In questa prima fase il programma si rivolge alle persone nate tra il 1° gennaio 1969 e il 31 dicembre 1989, compresi i cittadini stranieri temporaneamente presenti, ai soggetti seguiti dai Servizi Pubblici per Dipendenze (SerD) e ai detenuti in carcere.
Si tratta, in Piemonte di circa 1.100.000 persone di cui 43.000 nel VCO (Verbano-Cusio-Ossola), che su base volontaria possono sottoporsi a test gratuiti, senza bisogno di ricetta, che consentono di individuare il virus.
I test sono di tipo non invasivo, possono essere salivari o capillari rapidi (i “pungi dito”) e il referto si ottiene in pochi minuti.
Oppure, l’analisi può essere effettuata in occasione degli esami del sangue o in concomitanza con altri accertamenti medici.

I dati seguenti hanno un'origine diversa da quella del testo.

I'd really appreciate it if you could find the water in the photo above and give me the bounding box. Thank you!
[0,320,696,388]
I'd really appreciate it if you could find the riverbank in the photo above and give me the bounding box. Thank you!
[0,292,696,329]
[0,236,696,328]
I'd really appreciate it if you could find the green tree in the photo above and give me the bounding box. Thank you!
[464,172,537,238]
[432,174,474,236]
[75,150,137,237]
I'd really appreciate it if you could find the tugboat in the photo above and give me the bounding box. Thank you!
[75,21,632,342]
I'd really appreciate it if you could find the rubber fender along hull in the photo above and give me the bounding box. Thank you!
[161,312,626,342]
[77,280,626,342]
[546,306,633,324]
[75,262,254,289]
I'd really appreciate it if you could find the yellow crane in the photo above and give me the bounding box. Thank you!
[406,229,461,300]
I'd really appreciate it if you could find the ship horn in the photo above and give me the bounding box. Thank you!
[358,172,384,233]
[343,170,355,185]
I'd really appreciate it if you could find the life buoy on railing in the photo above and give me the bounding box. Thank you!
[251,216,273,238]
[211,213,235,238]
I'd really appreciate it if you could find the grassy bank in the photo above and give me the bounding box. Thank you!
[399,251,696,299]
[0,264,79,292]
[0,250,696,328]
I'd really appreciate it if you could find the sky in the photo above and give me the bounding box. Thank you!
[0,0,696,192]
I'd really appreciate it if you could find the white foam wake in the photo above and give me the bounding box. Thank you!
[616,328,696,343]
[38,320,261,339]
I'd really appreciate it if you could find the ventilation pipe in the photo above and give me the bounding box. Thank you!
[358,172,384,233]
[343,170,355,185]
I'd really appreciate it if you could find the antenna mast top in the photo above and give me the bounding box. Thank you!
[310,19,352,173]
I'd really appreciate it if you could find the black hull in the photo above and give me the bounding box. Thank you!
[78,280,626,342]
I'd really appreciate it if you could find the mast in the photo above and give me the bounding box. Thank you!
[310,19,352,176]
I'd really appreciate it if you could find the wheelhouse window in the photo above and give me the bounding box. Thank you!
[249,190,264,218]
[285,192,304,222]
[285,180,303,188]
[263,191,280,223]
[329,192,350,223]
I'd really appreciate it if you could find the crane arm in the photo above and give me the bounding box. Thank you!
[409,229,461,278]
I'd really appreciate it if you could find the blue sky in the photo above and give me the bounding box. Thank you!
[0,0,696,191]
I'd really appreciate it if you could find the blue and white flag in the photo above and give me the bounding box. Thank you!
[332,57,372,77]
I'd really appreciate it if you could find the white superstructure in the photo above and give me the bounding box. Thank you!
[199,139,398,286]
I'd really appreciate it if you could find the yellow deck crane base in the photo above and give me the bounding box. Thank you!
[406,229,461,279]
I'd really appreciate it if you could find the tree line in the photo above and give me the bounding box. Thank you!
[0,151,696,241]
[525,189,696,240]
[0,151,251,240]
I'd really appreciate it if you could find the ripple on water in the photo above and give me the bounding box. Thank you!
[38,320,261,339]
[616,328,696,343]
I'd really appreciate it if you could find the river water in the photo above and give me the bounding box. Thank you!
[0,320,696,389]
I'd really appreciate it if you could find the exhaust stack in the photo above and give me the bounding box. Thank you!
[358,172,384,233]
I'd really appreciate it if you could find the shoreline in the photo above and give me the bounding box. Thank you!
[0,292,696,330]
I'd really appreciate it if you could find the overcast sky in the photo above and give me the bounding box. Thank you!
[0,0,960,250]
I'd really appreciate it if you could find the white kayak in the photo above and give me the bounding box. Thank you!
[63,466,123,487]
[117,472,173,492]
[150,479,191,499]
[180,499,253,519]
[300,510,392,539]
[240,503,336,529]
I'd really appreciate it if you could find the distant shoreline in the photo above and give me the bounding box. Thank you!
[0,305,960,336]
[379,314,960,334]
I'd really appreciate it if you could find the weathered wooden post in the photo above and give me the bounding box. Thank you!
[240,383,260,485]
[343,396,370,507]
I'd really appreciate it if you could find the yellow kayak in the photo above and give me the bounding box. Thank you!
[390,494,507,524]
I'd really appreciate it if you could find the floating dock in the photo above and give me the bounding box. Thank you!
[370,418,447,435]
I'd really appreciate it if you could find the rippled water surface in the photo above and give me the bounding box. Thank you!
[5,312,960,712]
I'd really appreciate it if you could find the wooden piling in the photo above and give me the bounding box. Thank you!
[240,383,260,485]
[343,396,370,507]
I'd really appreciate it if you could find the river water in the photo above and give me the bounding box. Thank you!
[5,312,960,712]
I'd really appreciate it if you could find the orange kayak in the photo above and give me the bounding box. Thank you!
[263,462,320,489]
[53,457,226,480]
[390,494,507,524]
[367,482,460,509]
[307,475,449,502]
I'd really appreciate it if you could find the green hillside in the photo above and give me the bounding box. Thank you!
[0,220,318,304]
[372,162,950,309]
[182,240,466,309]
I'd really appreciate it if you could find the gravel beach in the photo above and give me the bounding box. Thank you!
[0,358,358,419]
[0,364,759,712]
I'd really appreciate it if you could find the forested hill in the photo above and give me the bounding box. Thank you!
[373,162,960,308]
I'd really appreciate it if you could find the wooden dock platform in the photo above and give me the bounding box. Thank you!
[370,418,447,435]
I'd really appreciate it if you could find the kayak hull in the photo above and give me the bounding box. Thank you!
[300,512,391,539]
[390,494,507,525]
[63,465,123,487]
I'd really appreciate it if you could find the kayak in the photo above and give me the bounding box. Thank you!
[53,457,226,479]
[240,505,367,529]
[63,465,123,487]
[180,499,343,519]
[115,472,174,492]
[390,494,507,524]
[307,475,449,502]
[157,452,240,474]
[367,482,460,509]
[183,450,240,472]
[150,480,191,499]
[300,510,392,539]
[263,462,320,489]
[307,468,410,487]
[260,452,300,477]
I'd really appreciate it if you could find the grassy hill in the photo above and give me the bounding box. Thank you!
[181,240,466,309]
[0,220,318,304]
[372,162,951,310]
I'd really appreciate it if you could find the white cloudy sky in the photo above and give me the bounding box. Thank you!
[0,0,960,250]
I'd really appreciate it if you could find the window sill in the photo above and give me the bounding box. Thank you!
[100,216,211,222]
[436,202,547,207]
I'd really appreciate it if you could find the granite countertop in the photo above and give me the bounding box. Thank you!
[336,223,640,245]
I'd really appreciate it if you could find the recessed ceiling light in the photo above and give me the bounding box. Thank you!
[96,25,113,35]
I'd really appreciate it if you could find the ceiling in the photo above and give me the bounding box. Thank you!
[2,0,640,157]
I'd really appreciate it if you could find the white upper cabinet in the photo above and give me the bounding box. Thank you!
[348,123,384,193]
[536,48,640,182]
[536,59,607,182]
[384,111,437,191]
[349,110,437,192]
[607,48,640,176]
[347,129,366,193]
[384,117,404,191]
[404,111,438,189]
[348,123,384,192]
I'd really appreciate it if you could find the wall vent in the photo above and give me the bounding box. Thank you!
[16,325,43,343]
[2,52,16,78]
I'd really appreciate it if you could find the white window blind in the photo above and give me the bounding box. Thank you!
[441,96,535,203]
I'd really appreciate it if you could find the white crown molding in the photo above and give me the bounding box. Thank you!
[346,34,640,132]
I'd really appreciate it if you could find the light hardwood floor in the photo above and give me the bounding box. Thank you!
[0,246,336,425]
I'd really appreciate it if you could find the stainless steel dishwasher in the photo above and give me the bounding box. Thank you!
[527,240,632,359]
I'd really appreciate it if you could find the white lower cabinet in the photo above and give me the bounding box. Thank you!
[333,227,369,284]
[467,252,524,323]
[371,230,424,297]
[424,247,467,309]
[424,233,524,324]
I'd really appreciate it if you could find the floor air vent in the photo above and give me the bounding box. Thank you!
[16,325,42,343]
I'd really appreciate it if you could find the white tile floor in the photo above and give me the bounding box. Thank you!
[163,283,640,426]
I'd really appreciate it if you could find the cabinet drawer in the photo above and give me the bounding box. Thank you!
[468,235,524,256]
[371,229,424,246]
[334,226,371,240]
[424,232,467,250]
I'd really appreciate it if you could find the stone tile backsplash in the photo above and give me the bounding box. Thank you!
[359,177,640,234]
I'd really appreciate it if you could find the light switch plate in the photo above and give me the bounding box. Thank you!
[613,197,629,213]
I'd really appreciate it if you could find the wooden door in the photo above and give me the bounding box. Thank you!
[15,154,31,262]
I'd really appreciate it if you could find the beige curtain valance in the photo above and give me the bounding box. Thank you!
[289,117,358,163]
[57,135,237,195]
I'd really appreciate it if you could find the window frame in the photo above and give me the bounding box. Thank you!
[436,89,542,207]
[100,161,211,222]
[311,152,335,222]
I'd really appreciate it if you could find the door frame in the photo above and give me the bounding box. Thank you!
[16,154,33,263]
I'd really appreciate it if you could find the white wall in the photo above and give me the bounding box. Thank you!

Alle persone che rientrano nel target dello screening gratuito verrà proposto di sottoporsi al test.
Cosa comporta la positività? Dall’epatite C si guarisce?
Chi risulta positivo verrà preso in carico dal Sistema Sanitario Nazionale e avrà accesso alle cure di nuova generazione che hanno rivoluzionato i trattamenti per questa patologia ottenendo percentuali elevate di cura.
Come prenotare lo screening gratuito?
Ritengo che sottoporsi gratuitamente allo screening sia un’occasione unica, da non sprecare per non vanificare lo sforzo organizzativo messo in campo della Regione. E con l’auspicio che dopo questa prima fase si apra la stessa possibilità anche per altre categorie di persone, come gli anziani. Anche chi è consapevole di aver contratto il virus ma, magari, si ritiene al sicuro per assenza di sintomi, dovrebbe approfittare di questa possibilità.
Le prenotazioni sono aperte, per maggiori informazioni è possibile rivolgersi al proprio medico curante o consultare le pagine dedicate dalla Regione Piemonte.
A Domodossola e Verbania gli ambulatori di epatologia sono a disposizione, tutte le informazioni sul sito dell’azienda sanitaria locale del VCO.